Les Aventures de Rabbi Jacob par Coty
La religion au cinéma n’est pas forcément un thème sérieux. Tous les films abordant ce sujet ne traitent pas de privations, de couvent et de prières. La preuve en un exemple : Les Aventures de Rabbi Jacob. Il suffit de rappeler que ce film est de Gérard Oury et qu’on y retrouve notre Louis de Funès national dans l’un de ses rôles les plus célèbres pour savoir que c’est un concentré d’humour et de gags.
Certes, Les Aventures de Rabbi Jacob traite du sujet plus large du racisme et de l’intolérance, mais il parle tout de même beaucoup de religion. Quand on est encore tout jeune et qu’on le regarde pour la première fois, on peut en apprendre beaucoup sur les us et coutumes de la religion juive. Un point. On voit aussi que la religion est au cœur des sources d’intolérance. Deux points. Au-delà des croyances, qui sont très loin d’être au cœur du film, ce sont les traditions liées à chaque religion qui crée cette intolérance, parce qu’elles créent des groupes de personnes identifiables. Et Les Aventures de Rabbi Jacob joue beaucoup là-dessus, avec succès. La religion y est matière à galéjades et ces dernières s’enchaînent avec une efficacité qui ne faiblit pas avec le temps.
Ce film sorti en 1973 reste un pilier du cinéma français et continue de plaire aux nouvelles générations.
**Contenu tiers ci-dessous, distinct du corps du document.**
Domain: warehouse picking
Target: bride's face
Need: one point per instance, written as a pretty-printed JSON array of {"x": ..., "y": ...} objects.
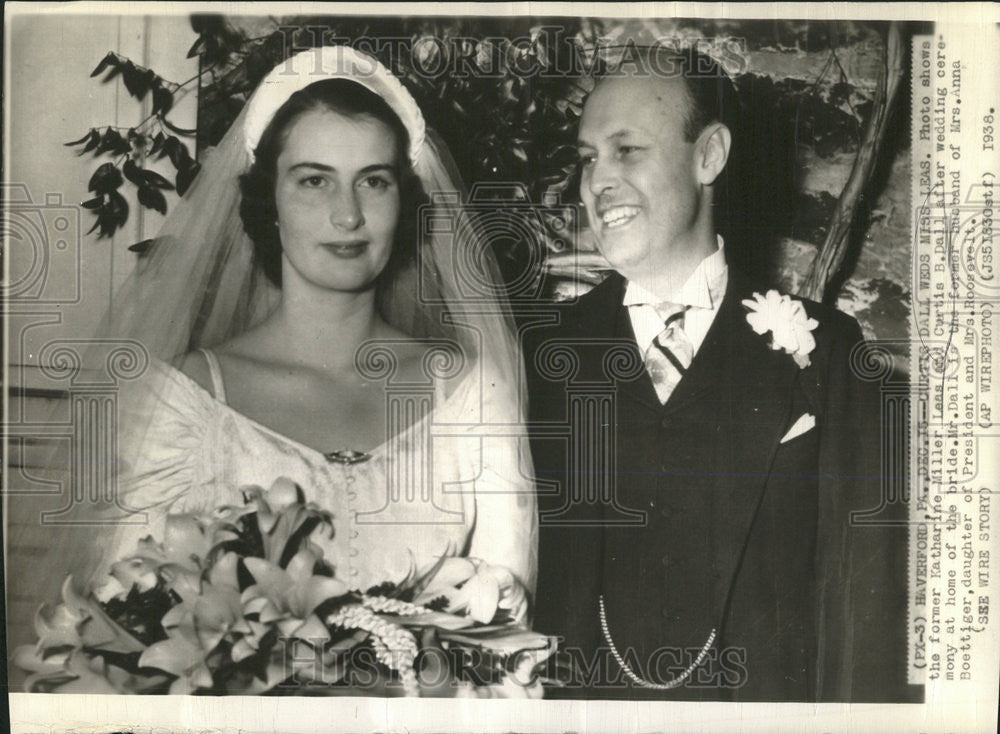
[{"x": 337, "y": 195}]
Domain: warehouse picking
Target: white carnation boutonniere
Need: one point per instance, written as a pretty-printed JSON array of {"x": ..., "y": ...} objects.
[{"x": 786, "y": 319}]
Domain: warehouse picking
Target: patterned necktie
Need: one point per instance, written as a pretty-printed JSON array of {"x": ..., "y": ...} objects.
[{"x": 670, "y": 354}]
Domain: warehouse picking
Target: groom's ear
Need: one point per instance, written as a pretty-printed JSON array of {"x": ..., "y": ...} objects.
[{"x": 711, "y": 151}]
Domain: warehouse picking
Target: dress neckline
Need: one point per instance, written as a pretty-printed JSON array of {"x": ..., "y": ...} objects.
[{"x": 305, "y": 448}]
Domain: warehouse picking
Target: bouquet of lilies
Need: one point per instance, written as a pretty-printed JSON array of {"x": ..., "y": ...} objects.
[{"x": 242, "y": 602}]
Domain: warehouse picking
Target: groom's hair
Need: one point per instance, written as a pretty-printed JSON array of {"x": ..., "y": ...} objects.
[{"x": 258, "y": 208}]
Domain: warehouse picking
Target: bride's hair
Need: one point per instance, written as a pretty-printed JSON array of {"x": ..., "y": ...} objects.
[{"x": 258, "y": 208}]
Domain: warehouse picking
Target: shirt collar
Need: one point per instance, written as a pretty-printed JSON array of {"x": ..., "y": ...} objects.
[{"x": 703, "y": 288}]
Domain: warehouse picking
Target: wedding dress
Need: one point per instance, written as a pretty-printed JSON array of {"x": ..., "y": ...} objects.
[{"x": 181, "y": 449}]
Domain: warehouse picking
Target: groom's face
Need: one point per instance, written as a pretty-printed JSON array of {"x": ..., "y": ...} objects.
[{"x": 638, "y": 182}]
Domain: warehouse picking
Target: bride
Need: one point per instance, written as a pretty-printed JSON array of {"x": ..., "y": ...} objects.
[{"x": 336, "y": 323}]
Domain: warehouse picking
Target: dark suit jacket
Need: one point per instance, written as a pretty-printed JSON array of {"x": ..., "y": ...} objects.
[{"x": 714, "y": 523}]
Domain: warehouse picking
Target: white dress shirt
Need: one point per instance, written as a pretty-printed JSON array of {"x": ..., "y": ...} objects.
[{"x": 703, "y": 292}]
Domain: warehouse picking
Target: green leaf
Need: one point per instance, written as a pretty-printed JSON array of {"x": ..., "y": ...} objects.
[
  {"x": 163, "y": 100},
  {"x": 106, "y": 179},
  {"x": 152, "y": 178},
  {"x": 142, "y": 247}
]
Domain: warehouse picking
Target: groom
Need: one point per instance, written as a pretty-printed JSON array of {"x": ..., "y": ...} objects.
[{"x": 697, "y": 539}]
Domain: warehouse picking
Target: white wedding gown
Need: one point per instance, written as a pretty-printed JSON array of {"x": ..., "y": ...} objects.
[{"x": 450, "y": 483}]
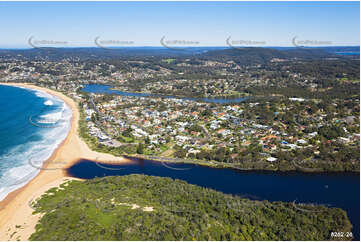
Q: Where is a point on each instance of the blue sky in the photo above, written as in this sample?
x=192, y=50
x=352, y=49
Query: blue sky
x=208, y=23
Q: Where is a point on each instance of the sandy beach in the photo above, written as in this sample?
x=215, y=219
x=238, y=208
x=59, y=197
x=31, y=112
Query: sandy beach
x=16, y=219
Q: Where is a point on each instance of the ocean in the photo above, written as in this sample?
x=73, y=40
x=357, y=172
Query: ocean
x=32, y=125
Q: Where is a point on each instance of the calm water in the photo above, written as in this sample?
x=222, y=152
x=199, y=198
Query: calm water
x=333, y=189
x=105, y=89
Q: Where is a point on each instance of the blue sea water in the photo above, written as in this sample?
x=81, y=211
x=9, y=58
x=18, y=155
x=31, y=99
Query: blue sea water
x=32, y=124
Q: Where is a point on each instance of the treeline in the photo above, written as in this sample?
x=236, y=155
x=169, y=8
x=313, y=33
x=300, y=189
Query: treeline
x=139, y=207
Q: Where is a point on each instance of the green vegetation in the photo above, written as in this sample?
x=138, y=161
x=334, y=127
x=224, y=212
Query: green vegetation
x=138, y=207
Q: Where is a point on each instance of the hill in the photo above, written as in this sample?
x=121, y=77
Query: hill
x=139, y=207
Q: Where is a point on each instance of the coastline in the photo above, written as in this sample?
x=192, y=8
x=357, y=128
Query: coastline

Les termes Rabbi Jacob renvoient à un cliché dans la conscience française, alors même que la figure du rabbin est généralement assez peu connue.
Mais pour ne pas juste vous dire « allez voir Les Aventures de Rabbi Jacob ! » si vous ne connaissez pas encore ce film culte, ou « ce film est un film (en partie) sur la religion et il est très intéressant. » histoire de vous convaincre qu’il a sa place dans ce dossier, laissez-moi vous raconter un événement qui a suivi la sortie du film, nouvelle preuve de la place centrale de la religion dans le film et de la sensibilité du sujet. Cette sortie coïncida avec la guerre du Kippour et dans ce climat religieux tendu, le film a provoqué par son caractère religieux des réactions violentes et inattendues…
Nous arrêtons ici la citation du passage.